Al Jackson Jr.: The Sound Of 60s Soul
Super great fantastic article I stumbled over while thinking about Al Jackson, Jr.
That moment comes, on “I Can’t Turn You Loose,” four bars past the beginning of the vamp leading toward the fade. He flagged this section with a transitional lick, repeated three times, after which he kicks into the home stretch, imperceptibly notching the tempo down. Of course, this builds the tension even more, and with that Redding, a gut-busting, hyperventilating, strangle-voiced shouter, goes deep into the gospel well, barking through his ad-libs: “I can’t, uh, turn you loose. Never, I’m never gonna turn you lose. I’m gonna keep holding on … turn you lose. Gonna keep a grip on you, I can’t turn you loose …” He’s a one-man call and response, preacher and choir, asking for and hollering back his own amens.

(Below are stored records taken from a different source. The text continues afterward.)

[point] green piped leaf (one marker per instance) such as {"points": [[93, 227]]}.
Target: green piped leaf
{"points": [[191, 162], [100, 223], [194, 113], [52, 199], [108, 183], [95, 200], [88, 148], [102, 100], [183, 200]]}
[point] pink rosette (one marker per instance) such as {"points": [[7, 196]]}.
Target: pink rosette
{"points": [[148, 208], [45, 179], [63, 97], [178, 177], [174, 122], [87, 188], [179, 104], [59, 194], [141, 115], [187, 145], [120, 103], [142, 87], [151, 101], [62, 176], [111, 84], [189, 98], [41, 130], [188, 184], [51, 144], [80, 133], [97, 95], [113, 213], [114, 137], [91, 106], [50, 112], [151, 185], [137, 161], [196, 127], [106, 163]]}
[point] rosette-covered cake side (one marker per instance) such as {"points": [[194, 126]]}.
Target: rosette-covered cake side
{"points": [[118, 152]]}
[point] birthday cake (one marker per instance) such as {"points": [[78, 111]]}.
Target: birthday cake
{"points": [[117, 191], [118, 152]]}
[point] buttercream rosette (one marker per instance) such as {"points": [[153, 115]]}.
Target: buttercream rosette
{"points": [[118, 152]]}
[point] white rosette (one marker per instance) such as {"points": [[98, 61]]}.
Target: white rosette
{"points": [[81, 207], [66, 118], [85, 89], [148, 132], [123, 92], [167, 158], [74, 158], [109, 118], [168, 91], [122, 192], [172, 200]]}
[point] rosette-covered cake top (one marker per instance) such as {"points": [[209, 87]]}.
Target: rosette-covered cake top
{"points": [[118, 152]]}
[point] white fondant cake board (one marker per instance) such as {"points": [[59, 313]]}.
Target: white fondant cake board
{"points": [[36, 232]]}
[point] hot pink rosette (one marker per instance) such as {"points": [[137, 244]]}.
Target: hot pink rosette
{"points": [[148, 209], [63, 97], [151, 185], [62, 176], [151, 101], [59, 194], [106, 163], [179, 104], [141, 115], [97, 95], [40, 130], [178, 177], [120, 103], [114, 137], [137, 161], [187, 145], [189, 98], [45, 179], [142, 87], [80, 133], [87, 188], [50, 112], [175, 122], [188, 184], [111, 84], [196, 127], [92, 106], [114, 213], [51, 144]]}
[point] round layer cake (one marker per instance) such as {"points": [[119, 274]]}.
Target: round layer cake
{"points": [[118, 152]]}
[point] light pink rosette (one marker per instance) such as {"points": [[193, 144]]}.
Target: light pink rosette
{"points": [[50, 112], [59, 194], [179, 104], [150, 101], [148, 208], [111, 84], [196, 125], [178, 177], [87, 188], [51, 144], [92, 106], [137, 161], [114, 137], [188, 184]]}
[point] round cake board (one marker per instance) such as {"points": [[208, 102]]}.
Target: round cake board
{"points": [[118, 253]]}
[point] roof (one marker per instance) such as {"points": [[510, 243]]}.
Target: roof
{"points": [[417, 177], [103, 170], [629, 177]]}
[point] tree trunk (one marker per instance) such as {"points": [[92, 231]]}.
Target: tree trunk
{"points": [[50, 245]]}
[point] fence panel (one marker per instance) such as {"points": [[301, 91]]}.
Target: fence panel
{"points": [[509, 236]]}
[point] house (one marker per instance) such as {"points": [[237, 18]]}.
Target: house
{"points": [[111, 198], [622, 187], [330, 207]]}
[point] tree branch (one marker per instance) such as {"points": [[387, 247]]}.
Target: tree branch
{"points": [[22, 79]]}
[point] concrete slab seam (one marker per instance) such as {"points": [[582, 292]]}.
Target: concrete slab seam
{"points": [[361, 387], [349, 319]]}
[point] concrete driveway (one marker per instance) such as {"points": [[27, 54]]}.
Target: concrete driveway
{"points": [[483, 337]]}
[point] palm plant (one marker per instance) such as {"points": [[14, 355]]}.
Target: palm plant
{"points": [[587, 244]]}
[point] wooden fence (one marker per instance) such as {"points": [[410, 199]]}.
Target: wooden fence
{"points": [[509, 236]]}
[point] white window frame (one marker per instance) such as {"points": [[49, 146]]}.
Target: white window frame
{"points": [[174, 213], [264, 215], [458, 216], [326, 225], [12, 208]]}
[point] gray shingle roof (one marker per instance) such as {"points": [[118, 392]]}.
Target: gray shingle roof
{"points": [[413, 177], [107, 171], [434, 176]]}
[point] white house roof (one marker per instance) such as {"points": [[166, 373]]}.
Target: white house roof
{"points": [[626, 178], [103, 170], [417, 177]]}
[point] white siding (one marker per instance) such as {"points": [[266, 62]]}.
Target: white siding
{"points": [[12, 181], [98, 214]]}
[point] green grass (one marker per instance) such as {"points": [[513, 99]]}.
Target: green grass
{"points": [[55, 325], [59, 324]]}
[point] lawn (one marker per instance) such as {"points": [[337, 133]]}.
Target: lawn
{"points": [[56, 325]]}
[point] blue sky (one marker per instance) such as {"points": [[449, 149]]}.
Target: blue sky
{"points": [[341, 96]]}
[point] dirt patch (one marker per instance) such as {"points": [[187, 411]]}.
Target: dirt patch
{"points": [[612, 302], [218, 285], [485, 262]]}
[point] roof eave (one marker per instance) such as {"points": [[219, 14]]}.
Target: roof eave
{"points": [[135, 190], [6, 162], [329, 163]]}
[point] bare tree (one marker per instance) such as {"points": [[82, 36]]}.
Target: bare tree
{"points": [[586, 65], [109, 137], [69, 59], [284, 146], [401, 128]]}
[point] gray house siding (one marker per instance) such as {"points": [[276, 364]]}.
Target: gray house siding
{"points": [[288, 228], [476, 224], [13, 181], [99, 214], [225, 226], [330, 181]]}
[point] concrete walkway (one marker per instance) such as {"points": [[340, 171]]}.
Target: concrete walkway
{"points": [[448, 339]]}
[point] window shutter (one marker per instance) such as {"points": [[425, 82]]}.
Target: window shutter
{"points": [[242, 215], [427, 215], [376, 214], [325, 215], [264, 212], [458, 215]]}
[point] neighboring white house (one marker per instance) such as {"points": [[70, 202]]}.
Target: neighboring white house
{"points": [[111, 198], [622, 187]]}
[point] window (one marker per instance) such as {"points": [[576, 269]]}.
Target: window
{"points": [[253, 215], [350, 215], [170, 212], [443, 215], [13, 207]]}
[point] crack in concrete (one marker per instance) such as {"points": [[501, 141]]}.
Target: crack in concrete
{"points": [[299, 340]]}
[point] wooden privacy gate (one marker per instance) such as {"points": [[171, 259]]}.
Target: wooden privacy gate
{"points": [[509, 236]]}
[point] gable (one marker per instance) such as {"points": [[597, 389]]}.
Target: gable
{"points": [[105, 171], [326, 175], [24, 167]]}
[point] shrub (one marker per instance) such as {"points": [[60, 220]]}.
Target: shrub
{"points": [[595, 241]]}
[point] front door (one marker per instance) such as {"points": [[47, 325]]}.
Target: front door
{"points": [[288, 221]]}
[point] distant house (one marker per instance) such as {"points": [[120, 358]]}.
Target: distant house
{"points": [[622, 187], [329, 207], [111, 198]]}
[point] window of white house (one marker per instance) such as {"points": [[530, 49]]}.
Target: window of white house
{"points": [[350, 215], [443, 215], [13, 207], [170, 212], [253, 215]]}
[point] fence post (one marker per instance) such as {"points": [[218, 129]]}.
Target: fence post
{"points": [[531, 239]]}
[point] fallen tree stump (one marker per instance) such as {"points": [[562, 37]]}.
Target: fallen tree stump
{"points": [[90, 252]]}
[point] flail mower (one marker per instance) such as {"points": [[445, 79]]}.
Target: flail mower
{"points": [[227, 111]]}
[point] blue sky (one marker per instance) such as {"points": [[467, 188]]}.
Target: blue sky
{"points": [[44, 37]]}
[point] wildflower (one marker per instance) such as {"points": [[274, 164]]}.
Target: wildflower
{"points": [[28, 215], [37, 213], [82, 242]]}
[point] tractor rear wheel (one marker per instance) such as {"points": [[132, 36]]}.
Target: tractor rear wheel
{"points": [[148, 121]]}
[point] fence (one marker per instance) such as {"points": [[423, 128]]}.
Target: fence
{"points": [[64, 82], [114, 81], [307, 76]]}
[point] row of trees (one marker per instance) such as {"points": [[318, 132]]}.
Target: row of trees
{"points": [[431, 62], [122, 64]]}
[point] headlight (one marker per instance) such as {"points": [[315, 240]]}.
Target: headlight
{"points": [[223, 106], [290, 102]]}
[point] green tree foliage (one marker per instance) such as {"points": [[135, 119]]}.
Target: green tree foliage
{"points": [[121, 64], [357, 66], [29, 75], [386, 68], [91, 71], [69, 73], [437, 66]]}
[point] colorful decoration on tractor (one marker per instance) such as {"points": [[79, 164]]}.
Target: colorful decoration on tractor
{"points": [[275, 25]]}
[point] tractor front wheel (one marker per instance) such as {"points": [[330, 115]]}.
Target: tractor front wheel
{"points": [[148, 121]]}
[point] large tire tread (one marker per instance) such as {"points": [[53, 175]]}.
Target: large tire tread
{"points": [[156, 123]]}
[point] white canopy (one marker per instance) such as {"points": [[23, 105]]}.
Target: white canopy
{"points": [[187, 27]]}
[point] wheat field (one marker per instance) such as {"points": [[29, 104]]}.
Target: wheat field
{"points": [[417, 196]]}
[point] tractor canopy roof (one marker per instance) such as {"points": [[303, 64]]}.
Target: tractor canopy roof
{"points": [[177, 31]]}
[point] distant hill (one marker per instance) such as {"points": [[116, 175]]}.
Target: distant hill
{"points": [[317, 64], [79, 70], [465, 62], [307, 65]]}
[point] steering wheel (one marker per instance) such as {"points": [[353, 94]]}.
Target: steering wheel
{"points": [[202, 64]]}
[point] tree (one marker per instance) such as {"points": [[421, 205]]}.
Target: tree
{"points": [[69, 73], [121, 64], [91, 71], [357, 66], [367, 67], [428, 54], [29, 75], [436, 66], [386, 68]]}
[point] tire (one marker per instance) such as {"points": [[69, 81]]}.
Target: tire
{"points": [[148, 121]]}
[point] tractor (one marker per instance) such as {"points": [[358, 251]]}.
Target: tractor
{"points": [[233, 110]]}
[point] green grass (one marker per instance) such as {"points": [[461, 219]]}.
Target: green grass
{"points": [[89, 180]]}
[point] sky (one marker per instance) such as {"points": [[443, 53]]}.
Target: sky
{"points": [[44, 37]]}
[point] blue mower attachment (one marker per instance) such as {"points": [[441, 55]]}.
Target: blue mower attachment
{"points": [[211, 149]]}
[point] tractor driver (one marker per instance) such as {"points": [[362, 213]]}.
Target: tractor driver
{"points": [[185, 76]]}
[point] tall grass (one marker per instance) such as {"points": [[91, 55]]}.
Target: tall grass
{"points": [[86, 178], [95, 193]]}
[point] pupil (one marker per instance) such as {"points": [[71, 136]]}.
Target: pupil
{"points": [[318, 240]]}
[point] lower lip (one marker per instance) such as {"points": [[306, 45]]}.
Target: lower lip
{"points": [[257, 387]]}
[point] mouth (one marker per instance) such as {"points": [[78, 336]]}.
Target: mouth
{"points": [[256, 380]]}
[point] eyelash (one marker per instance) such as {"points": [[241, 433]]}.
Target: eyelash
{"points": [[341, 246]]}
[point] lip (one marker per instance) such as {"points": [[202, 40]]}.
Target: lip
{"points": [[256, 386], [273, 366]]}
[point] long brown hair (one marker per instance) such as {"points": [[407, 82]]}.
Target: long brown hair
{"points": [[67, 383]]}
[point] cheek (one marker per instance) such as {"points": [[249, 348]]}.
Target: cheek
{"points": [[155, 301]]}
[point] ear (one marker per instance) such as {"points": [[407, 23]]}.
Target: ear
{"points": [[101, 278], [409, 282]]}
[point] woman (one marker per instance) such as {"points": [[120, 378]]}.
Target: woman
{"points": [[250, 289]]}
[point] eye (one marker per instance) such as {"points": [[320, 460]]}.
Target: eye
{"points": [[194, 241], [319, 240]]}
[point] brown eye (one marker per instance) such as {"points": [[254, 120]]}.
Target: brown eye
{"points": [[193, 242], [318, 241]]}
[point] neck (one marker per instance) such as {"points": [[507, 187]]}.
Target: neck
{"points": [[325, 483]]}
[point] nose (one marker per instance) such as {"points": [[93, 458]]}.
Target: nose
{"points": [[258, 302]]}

And then, out of nowhere, Jackson is on the snare, pounding straight-eights on the last bar, circling around the toms, and ending with a crash – the first in the entire song – on the first beat of bar nine. That’s all it takes, no more or less, to rocket these few seconds into groove immortality. In fact, no disrespect to the mighty Otis Redding, it is the detail that elevates this from being merely a great performance to reaching the peak of this singer’s up-tempo catalog.